As a graduate student it is recommended that I take 9 credit hours, a maximum of 12 is allowed. At the current time I am interested in or have been offered 21 hours.
|CSLG7600||Sexual Orientation Diversity in Clinical Practice||3|
|SOCY6652||Issues in Social Research||3|
|SOCY6635||The Social Context of Mental Health||3|
|SOCY6090||Field Experience in Qualitative Research||3|
|ITIS6010||Tangible Design Studio||3|
When I originally inquired and was authorized to take CSGL7600 I was not in the Sociology degree program and therefore had spare hours to burn, potentially toward a Master of Arts in Liberal Studies. Since things have changed, I will likely not pursue this course any longer. The area still interests me, but I do not feel that it will add anything to my current program or help me develop any skills for upcoming projects (thesis, etc).
Existentialism was a course that I so badly wanted to take when I still had free elective space for Spring, but now I’m not sure, I don’t think it will work out for this particular semester.

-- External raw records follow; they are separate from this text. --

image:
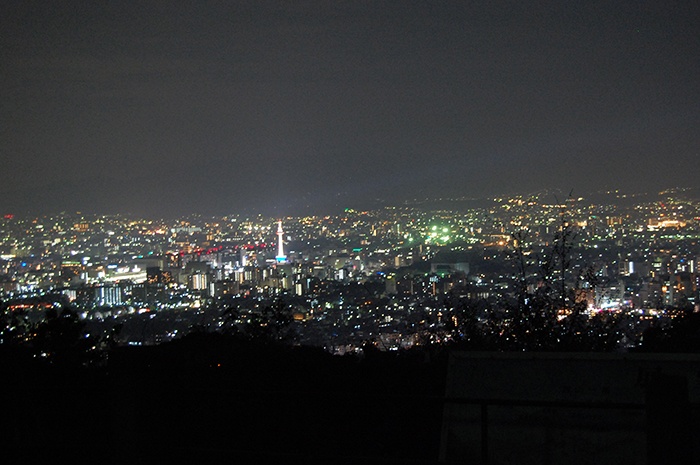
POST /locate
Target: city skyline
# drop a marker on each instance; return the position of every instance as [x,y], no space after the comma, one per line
[290,108]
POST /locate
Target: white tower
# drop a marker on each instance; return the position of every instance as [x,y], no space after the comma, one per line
[281,257]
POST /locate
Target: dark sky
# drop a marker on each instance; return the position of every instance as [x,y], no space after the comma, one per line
[174,107]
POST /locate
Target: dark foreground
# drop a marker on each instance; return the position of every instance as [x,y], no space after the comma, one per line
[215,399]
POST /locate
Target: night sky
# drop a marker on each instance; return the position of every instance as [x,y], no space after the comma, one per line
[166,108]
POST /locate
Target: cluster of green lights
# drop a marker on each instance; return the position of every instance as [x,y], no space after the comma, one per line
[438,234]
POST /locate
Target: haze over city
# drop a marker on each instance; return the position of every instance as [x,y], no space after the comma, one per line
[171,108]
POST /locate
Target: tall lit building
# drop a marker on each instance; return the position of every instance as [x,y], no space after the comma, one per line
[281,257]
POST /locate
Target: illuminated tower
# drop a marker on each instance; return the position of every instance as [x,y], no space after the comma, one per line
[281,257]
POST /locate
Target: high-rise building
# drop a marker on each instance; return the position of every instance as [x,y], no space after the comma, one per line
[281,257]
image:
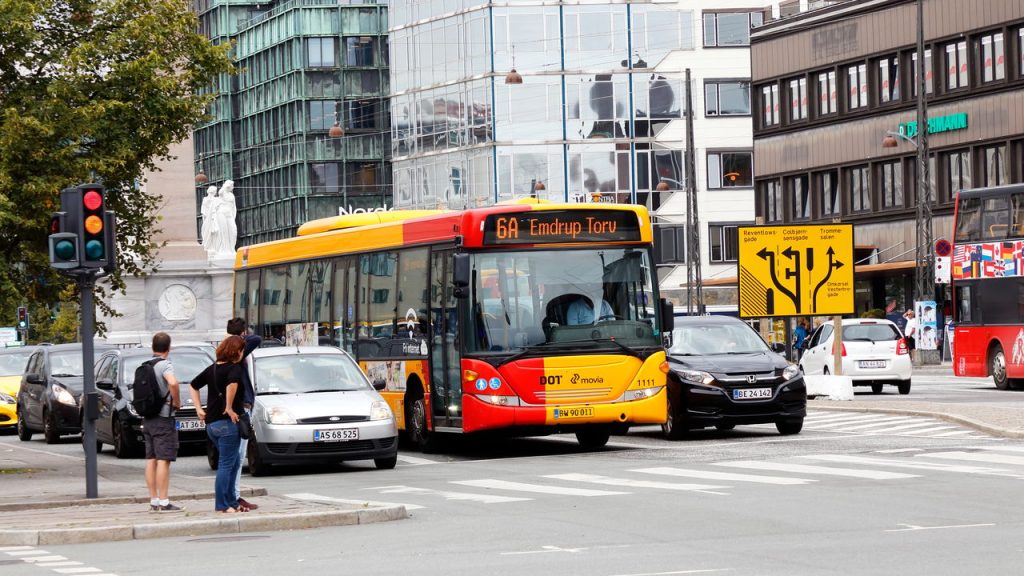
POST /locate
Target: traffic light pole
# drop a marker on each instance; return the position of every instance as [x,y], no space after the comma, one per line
[86,283]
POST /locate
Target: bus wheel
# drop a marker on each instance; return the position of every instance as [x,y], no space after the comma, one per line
[997,366]
[594,437]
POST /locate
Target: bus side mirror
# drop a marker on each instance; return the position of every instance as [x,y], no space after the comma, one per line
[668,316]
[460,275]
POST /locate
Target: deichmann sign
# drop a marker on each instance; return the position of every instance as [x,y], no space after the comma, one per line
[936,125]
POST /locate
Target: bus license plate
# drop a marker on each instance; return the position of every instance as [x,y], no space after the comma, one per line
[751,394]
[342,435]
[562,413]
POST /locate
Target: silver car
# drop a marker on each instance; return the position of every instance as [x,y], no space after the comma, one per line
[314,405]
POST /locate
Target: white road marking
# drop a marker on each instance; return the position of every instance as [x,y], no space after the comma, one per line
[466,496]
[627,483]
[911,528]
[535,488]
[804,468]
[318,498]
[728,477]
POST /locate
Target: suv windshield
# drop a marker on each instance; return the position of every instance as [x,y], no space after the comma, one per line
[706,339]
[870,332]
[529,298]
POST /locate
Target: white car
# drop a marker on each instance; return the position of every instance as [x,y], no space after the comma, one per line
[873,354]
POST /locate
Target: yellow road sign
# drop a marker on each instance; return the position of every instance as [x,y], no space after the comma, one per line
[796,271]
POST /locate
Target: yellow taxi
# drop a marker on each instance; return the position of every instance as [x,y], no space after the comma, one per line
[12,363]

I fought with administrative politics to get authorization to do the course and now it seems as though it just won’t work out.
Social Theory and Issues in Social Research are required courses for my program. I would love to slip out of one of them to make room for other courses, but I will have to discuss that with my graduate coordinator.
The remainder are courses that I will have to fight between to determine which courses I ultimately will take during the spring. Social Context of Mental Health I would love to do, especially since I am not taking the counseling course. The Field Experience course counts as a research credit and is actually a course I am looking forward to taking, it should be very hands on. Tangible Design Studio is the course that has lead to me applying to the Master of Science in Information Technology. If by some chance I am not admitted to the program this course looses priority on my list, but I will likely still try to take it as a course for my Cognitive Science certificate.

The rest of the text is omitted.